All the World by Liz Garton Scanlon is a lovely, poetic look at our diverse world. It is illustrated by Marla Frazee, and one easy-to-miss illustration shows a nursing mama. It isn’t a major part of the book by any means. I have to admit that I missed it my first time through. But the book and its illustrations are a beautiful celebration of all that our world contains.
For those looking to celebrate breastfeeding in itself, Mama’s Milk by Michael Elsohn Ross is a great choice. This small picture book begins with a human nursing pair in bed with the father asleep as they nurse in the wee hours. Then we turn the pages to see pigs, horses, elephants, and more also nursing their young. In the middle of the book, a full spread shows a park scene where a human mother is nursing uncovered while sharing a picnic lunch with an older child. You can use this book to show your child a view of breastfeeding as natural and accepted or teach them about animals, reminding them of one thing we have in common with other mammals.

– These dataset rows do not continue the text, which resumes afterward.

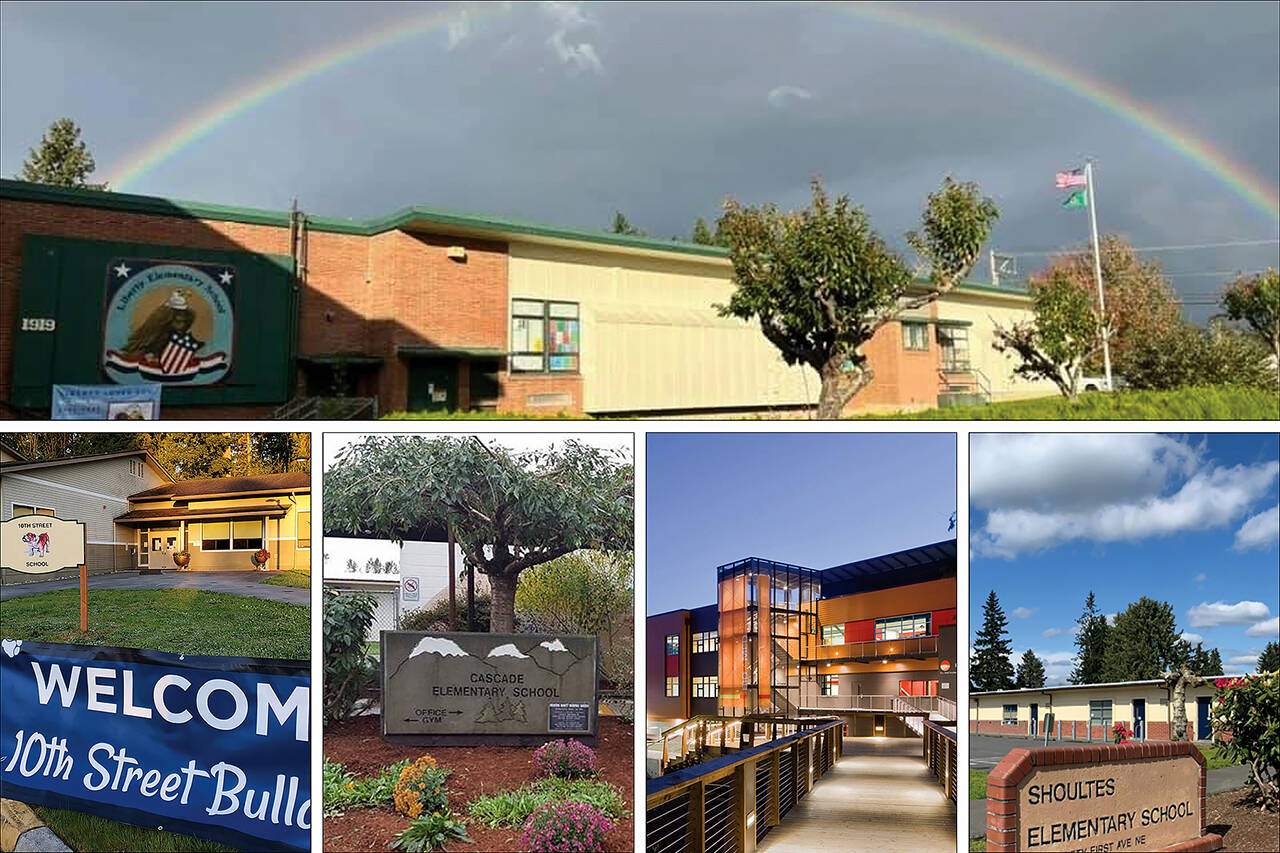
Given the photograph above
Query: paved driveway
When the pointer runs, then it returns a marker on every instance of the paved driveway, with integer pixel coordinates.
(236, 583)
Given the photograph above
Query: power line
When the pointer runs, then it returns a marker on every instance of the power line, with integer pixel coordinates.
(1151, 249)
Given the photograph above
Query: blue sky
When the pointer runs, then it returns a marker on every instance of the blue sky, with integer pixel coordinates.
(566, 112)
(810, 500)
(1187, 519)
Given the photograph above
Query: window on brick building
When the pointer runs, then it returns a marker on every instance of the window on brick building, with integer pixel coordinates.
(915, 336)
(544, 336)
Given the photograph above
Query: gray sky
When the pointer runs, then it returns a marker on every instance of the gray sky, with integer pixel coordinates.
(563, 113)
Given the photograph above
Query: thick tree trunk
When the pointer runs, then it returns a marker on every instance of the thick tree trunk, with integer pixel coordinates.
(839, 386)
(502, 616)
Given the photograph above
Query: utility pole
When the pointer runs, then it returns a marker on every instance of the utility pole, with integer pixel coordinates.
(1097, 269)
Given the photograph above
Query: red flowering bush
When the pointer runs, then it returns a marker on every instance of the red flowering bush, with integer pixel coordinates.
(565, 758)
(1247, 730)
(568, 825)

The illustration in Mama’s Milk of a baby in a sling may have you wondering where you can see more of that in picture books. A Ride on Mother’s Back takes us on a world sightseeing tour of babywearing, and What Can You Do with a Rebozo? shows babywearing a one possibility with the versatile garment.
Co-sleeping families may not be thrilled with the situation in Back to Bed, Ed by Sebastien Braun in which a young mouse transitions from a crib to a bed. But some families will note that Ed’s baby sibling sleeps in a crib next to the parents’ bed. Perhaps this is as close to co-sleeping as the picture book world is ready to get. At least, for now.
These books may not be bestsellers. You may have to special order them at your local bookseller or find them at the library. But don’t overlook the importance of sharing them with your little ones. These stories may be an important step in building a lifelong love of reading.